UTF-8 and Unicode Why That Emoji Broke Your Database
Your app inserted an emoji and MySQL threw Incorrect string value. Here's why — code points vs bytes, the MySQL utf8 vs utf8mb4 lie, JavaScript surrogate pairs, and how to actually fix it.
Your app was working fine. Then a user typed an emoji in a text field, and MySQL threw Incorrect string value: '\xF0\x9F\x98\x80' for column 'bio'. Or maybe the emoji silently disappeared. Or the entire INSERT failed and you lost data. All because of a four-byte character your database column didn’t expect.
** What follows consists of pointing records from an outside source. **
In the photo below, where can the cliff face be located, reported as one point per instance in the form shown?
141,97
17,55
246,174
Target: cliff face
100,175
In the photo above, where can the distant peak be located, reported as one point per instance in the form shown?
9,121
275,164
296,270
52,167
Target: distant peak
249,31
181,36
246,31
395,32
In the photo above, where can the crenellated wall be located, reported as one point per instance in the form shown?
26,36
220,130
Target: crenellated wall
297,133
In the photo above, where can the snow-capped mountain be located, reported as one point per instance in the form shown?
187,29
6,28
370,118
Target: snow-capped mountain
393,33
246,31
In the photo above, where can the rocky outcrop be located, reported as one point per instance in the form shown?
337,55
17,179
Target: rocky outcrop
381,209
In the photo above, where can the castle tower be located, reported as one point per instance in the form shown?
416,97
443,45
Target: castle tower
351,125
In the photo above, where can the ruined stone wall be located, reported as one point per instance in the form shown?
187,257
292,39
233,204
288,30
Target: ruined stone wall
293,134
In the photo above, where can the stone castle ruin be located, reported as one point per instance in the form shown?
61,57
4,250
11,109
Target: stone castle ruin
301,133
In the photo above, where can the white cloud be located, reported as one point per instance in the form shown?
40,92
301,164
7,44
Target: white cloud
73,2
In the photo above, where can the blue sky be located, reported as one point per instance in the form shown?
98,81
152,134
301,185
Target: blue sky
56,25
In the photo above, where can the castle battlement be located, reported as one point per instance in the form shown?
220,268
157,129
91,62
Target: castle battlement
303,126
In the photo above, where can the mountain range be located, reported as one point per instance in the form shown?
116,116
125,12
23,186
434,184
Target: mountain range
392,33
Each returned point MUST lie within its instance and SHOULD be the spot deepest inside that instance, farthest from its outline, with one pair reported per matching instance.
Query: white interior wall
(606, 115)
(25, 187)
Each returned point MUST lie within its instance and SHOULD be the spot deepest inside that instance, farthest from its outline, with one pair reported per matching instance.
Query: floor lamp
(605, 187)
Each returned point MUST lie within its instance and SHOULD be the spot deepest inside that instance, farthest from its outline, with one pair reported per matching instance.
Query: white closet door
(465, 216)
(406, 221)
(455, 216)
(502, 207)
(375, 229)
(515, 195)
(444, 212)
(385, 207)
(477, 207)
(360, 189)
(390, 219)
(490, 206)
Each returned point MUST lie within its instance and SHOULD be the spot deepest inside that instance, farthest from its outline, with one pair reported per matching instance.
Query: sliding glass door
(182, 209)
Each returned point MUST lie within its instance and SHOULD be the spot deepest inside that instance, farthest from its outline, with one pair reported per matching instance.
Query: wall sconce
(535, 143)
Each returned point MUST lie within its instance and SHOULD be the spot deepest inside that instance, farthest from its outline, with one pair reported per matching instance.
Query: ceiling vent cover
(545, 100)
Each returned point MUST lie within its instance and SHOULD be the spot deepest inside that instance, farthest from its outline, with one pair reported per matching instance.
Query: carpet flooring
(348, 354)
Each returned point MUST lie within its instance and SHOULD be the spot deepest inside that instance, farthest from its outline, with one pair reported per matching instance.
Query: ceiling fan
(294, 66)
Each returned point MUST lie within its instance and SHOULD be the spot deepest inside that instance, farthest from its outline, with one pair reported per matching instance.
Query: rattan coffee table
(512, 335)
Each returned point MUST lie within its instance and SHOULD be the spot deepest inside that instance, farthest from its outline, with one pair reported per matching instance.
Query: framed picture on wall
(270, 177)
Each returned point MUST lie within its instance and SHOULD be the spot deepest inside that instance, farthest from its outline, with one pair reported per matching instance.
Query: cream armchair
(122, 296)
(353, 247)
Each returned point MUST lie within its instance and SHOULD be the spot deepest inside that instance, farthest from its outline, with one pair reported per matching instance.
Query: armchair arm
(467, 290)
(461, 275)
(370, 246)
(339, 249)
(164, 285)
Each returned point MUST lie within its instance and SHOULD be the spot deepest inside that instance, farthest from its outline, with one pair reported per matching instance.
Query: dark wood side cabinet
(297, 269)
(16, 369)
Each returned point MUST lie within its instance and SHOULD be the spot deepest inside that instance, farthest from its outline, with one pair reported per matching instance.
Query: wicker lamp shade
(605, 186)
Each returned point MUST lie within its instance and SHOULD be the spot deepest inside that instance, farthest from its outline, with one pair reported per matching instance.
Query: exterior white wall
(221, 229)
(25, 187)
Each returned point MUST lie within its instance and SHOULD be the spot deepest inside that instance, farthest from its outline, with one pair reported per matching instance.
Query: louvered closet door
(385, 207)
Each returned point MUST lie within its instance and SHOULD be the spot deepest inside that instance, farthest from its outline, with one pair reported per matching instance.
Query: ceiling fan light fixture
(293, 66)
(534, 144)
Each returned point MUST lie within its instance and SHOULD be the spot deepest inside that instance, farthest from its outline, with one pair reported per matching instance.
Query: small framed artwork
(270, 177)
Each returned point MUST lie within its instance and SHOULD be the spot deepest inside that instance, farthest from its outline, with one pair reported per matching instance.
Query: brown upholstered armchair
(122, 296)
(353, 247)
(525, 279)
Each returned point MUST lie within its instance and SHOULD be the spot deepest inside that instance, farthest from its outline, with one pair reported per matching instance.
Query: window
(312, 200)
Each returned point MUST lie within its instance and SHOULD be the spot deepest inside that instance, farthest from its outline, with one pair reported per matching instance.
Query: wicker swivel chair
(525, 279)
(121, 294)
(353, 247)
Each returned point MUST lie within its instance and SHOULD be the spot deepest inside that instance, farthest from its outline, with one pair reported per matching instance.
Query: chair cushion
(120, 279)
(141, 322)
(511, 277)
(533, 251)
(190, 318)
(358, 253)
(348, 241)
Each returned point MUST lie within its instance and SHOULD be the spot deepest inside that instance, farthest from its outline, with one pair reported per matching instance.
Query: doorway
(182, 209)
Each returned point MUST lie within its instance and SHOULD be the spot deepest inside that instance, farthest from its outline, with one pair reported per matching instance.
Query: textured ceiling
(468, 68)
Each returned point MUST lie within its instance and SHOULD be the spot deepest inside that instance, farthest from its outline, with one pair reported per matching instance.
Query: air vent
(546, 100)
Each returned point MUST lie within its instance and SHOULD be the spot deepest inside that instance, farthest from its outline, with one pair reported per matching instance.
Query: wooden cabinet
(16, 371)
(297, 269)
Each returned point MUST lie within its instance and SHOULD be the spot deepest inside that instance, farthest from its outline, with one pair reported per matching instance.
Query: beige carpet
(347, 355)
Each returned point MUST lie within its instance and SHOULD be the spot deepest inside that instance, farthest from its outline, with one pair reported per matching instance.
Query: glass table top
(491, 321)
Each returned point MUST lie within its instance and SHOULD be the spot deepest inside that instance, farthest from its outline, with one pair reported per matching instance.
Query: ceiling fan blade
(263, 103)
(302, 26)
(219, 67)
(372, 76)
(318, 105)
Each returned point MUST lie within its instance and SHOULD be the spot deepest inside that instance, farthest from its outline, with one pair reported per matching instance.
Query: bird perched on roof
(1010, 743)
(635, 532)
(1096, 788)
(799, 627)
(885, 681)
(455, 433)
This isn’t a MySQL quirk or a PHP bug. It’s a consequence of how Unicode → UTF-8 encoding actually works, and once you understand it, you’ll never be surprised by it again.
Code points vs bytes: the actual difference
Unicode assigns every character a code point — a number. The letter A is U+0041. The Euro sign is U+20AC. The 😀 emoji is U+1F600. That’s the abstract identity of the character.
UTF-8 is an ترميز — a way to store code points as bytes. The trick is that UTF-8 is variable-width: it uses 1 to 4 bytes depending on the code point value. This is how it stays backward-compatible with ASCII (all ASCII characters are 1 byte in UTF-8) while also encoding every character in existence.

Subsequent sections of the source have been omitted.